Week Four: Power of the Presidency
This talk will examine the presidencies of Abraham Lincoln and Jefferson Davis. Both flirted with and even exercised the power of central control as the War Between the States progressed.
As States Rights died in the Confederacy, Habeas Corpus was suspended by Lincoln, and some journalists were arrested and jailed as well. Interesting look into these presidencies, setting the stage, perhaps, to 1917 and 1941.
About the Presenter
Mark Albertson is the historical research editor at Army Aviation magazine and is a long-time member of the United States Naval Institute. In addition, Mark teaches history at Norwalk Community College.
His courses include: World War I and Iraq: Creation of Colonialism; A History, Vietnam; A History, World War I; The Turning Points of World War II; The Great Patriotic War: The Titanic Clash Between Nazi Germany and the Soviet Union; and American Empire: Grand Republic to Corporate State.
In May 2005, Mark was presented with a General Assembly Citation by both houses of the state legislature in Hartford for his effort in commemorating the centennial of battleship Connecticut.
Week One: The Newburgh Incident, March 15, 1783
Despite the impending defeat of Cornwallis’s army at Yorktown, the Continental Army was hardly a together force.
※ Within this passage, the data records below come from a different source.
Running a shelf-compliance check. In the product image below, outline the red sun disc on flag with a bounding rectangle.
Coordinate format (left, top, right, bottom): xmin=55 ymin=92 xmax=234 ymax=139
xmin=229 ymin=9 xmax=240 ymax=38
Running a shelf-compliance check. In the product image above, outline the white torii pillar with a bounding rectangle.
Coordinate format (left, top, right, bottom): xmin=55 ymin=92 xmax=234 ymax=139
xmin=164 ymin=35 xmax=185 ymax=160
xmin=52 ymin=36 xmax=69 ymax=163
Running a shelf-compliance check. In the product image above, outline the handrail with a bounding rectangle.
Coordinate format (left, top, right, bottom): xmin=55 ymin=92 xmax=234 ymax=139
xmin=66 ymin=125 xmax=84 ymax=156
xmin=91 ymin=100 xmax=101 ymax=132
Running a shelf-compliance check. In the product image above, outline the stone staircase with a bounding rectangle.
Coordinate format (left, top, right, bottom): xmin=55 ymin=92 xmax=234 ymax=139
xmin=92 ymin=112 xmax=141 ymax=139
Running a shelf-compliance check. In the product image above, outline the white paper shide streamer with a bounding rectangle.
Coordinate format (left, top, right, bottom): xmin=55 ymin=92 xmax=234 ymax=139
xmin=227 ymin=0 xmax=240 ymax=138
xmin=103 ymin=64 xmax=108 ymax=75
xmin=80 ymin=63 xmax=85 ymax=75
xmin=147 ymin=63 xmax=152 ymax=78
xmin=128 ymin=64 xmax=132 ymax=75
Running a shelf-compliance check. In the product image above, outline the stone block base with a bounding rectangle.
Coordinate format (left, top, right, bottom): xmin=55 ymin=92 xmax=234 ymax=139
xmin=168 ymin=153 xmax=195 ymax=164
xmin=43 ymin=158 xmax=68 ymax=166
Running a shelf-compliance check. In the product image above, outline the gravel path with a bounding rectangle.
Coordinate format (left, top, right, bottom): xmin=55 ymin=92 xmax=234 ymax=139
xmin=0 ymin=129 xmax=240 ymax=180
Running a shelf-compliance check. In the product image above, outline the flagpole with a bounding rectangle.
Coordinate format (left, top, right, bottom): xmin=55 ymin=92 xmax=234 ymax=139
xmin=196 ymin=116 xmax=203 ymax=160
Beginning in 1780, mutinies plagued Washington’s army.
Pay was slow if at all; promised fresh uniforms were not forthcoming; food was intermittent, causing soldiers to steal from the farmers they were fighting for.
But the greater danger was from the officers, who had been promised a half-pay pension for life . . . from a government that lacked the power to properly tax and with a fiat currency upon to pay for the war.
The potential political danger posed by officers to the Continental Congress was averted by George Washington in one of his finest hours as a commander.